All of this mind you, is on a flat surface on the field, no holes, no distressed slanting surface to land on, and no restrictions to what the body can and can not do using the limited space on a pitcher’s mound.

As you watch your video you and your son will pick out things that you never noticed before - especially with the before and after observations. In fact, the more you watch said video, you and your son will start picking apart every movement - field throwing Vs mound pitching. Every single variance between the two motions will be a chance to ask each other… Why? And in response… “does this help or hurt your son’s pitching experience.”.

By the way, you don’t need a pitching coach for this. Listen to you son’s , why-n-what-for, as he and you make visual comparisons. It’s that easy.


#9

There is a lot of benefits of arm action change at a young age. I’m talking only noticibly bad arm action. From I was a kid I had terrible arm action and no one told me that it looked wrong, but after watching so many videos of myself I knew something needed to be fixed. When I was 15 I fixed it and everything went up from there. In only i was from 68-70 to 82-84 and with offers. Of course other things play in like maturing, getting stronger, and mechanical differences, but arm action was a great catalyst for changing other things in my mechanics


#10

Nickthebeast, I agree because 99% of coaches teach young kids really bad arm action. Bad: break hands down and immediately swing arm directly up into 90 degree, ball facing center field. It seriously makes me sick to see it. And these same coaches when they throw a ball their arm works nothing like that. The kids that throw well are usually the ones that ignore this coaching and just do what comes natural. the coaches don’t push back because they only see results but don’t really know what is happening. They focus on the kids that don’t throw so well and basically make sure they never will. My point before was that a pitchers arm action is longer to let the bottom half have the time it needs. The catcher pulls straight back, the pitcher breaks down and delays; but both then pull back with the elbow, flipping up maintaining the bend in the arm, the arm does not straighten and then bend up towards center losing the tension. The arm does not windmill.

My point to the OP was not to shorten the arm action to be like a catcher, in order to make up for a bottom half that is not taking the time to properly drive. From the angle of the video it looked to me like he had a perfectly good arm action to begin with and needed to instead focus on the legs. Without the energy created from the legs and properly transferred out the arm with perfect timing and sequence the arm has to make up for it and that puts a lot of stress on the arm.


#11

This ^^^^^


#12

And this ^^^^^


#13

Delete


#14

The original motion looked pretty explosive.
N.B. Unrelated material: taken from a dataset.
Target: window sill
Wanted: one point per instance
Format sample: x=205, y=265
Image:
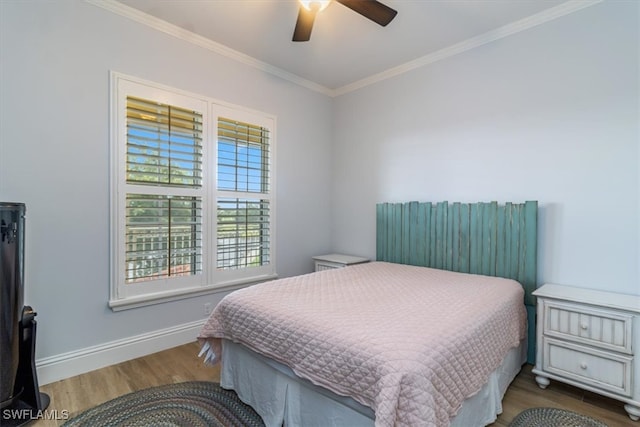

What did the change do to his velocity? I would think that the high hand break and the ball going straight back at break would hurt his velocity. The hands should have some sort of downward breaking motion to them. Take a look at this videos of MLB pitchers on youtube and see how many have this type of arm path. I don’t think you will find very many.


#15

“As I understand coach’s method”. If you lower the ball in the first half of the sequence it must be brought back up and follow through with the release. The arm twists and has to go from loaded to full extension and then back to the loaded then to release. This twisting and at the same time loading then releasing is hard on the tendon going through the elbow. The “tommy John” tendon for lack of a better word. This method is a relatively “new thing” (2 yrs) being taught. I have confirmed this with one or two high school coaches they agree its the way to go right now


#16

I can see why he had lower bicep pain in the first video. It’s like he never really got extended after release…as if he is subconsciously trying to slow his arm down prematurely. With everyone else here…fix the bottom half back the way it was before. New arm action is not good. Go back to normal and fix the follow through in my opinion. Good luck.